MED-ARB BASEBALL STYLE
As a follow up to my last post on Med-Arb, I want to describe a new type of Med-Arb gaining popularity: Med-Arb Baseball Style. (Okay, I made up that name but it aptly describes this process.)
Because this is St. Louis and we love our baseball, (and hockey too) this process has spilled over into contract disputes, particularly in the construction arena when disputes arise between general contractors and subs. The contract (previously negotiated between the two) contains a dispute resolution clause that borrows a few tricks from MLB arbitration.
The dispute proceeds to mandatory mediation. Openings are helpful but not required. The Mediator travels back and forth between the parties carrying proposals and settlement terms. In late afternoon, if the case has not resolved, or close to resolution, the mediation ends and the Mediator becomes the Arbitrator. Each side provides the Arbitrator with its best and final number in writing. The Arbitrator shares the number with the other side. The arbitration recesses and for, at least, 72 hours the Arbitrator ponders which number to accept. S/he has no other option other than choosing one of the two. Presumably, the 72 hours allows for final negotiations directly between the parties. Thereafter, the Arbitrator rules and the Award becomes final. Sounds intense? Yes, just like many other ADR processes, but I like it and here’s why.
Parties want finality and they want to participate in the process. The mediation allows the parties to make their persuasive arguments, while knowing that whether or not they have been successful does not matter because they will have an enforceable final decision that day.

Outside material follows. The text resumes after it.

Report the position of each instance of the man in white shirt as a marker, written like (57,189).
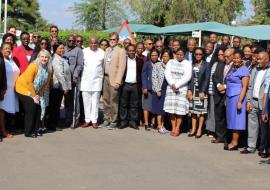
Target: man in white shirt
(131,91)
(91,82)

Clients love the economy of Med-Arb. They are paying only one ADR professional to learn the facts of their dispute. They are spending only one day in settlement negotiations. Moreover, Med-Arb Baseball Style can move from start to finish in less than six (6) months. A faster process lends itself to better planning and budgeting for the client.
The key is that all participants in the dispute know in advance that this mediation will morph into an arbitration. It’s a bit like Cinderella dressed up in her ball gown and, no matter what, at midnight that ball gown will turn back into a tattered tunic and she’ll be barefoot. The lawyers and clients know the mediation will end and they will have to ultimately abide by the Arbitrator’s decision—even if it leaves them dancing barefoot.